As costs increase in China and other Asian manufacturing countries, the "African Tigers" are competing to absorb displaced manufacturing capacity and become the next leaders of low-cost manufacturing. Recognizing the success of export-led manufacturing growth in bringing the Asian Tigers (Hong Kong, Singapore, South Korea and Taiwan) out of poverty, African business and political leaders are seeking to mimic this success at home. The leading East African economies of Ethiopia, Kenya and Rwanda provide competitive manufacturing environments with unique strengths.

In addition to low labor prices, low-cost African economies benefit from key duty-free and quota-free trade agreements, such as the United States' African Growth and Opportunity Act and the EU's Everything but Arms pact. However, these East African nations face a host of challenges in absorbing Asian manufacturing capacity. For example, many are unable to provide a stable supply of electricity, and thus local enterprises face a costly reliance on generators for electricity.

Ethiopia, Africa's second-most populous country, has been successful in attracting investment from China through the nation's Chinese-constructed special economic zones, such as the Ethio-China Light Manufacturing Special Economic Zone, 30 km outside of Addis Ababa.
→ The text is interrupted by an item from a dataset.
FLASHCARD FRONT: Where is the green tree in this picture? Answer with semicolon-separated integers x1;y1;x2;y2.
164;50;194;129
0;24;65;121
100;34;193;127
In this zone, one of China's largest shoe manufacturers, the Huajian Group, began operations in January 2012. Even when their lower productivity is accounted for, Ethiopian workers present a dramatic cost reduction to manufacturers. Ethiopian workers at the Huajian factory receive a monthly wage of $40 per month, whereas the average manufacturing wage in China was $625 per month in 2013.

Manufacturers in these economic zones also benefit from relatively low property and utility costs, in part due to the government's interventions to attract foreign investment. Huajian stated that it achieved profitability within a year of operation, and that its profitability prospects will improve as landlocked Ethiopia improves its underdeveloped transportation system. Currently, the cost to transport a container from Addis Ababa to the nearest port of Djibouti is roughly equal to the cost of shipping from Guangzhou, China to Djibouti. The government seeks to decrease these costs through a 10-year, $4 billion infrastructure development program.

Kenya represents one of the most open and progressive states in Sub-Saharan Africa, and the government has recently approved three special economic zones, one of which will be implemented jointly with the Dongo Kundu Transshipment Freeport. The recent increase in Chinese investment in Kenya means that China is now Kenya's largest source of foreign direct investment.

With the second-highest ranking in the World Bank's Ease of Doing Business index in Sub-Saharan Africa (behind Mauritius), Rwanda presents a uniquely stable business environment. Chinese C&H Garments Co., for instance, recently announced plans to establish a 200-employee factory, which, if successful, will be used as a "proof of concept" to attract other manufacturers to Rwanda.